We provide a turn-key process to appeal out-of-network claims. Claims that have been processed but paid less than your billed charges are eligible for a legal appeal under federal and state law. MedCapp uses a legal algorithm and claim specialists to appeal claims directly to the payor and/or plan administrators using proven strategies.
Contingency pricing is available with a no-risk guarantee to collect more on claims that would otherwise not result in any additional payment. MedCapp ensures your appeal (i) collects more, (ii) sets the legal record straight, and (iii) exhausts the administrative process.
Federal (ERISA) & State Law
Based Appeal Process
MedCapp appeals claims based on applicable federal and/or state law. Any claim that pays less than billed charges is considered an adverse benefit determination and is eligible for an appeal for ERISA-governed plans. The first dollar paid in a provider's revenue cycle management is the easiest to collect, but the last dollar is the hardest. By utilizing the tools the law gives providers to appeal health claims, MedCapp makes collecting that last dollar just as easy as the first.

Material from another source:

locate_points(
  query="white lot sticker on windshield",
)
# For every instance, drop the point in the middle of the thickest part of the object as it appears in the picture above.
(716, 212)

In addition to the typical denial management cycles that all providers must address with payors, out-of-network providers have the additional burden of not having a prenegotiated rate that it is entitled to be reimbursed; instead, providers must rely on the payors to follow the terms of their plans on the level of reimbursement. Unfortunately, many payors fail to do so. MedCapp holds payors to the terms of their plans and challenges their reimbursement methodology with the objective of collecting more.
ERISA (Employee Retirement Income Security Act) governs self-funded insurance plans, with few exceptions. ERISA provides for a very specific appeals process that MedCapp utilizes for many of its claims recovery processes. MedCapp implements a robust ERISA-based appeals process with three objectives: (i) collect more, (ii) exhaust the administrative appeals process, and (iii) establish a clear administraive record for further judicial review.
CARES Act generally requires plans and issuers providing coverage for the items and services described in section 6001(a) of the FFCRA to reimburse any provider of COVID-19 diagnostic testing an amount that equals the negotiated rate or, if the plan or issuer does not have a negotiated rate with the provider, the cash price for such service that is listed by the provider on its public website.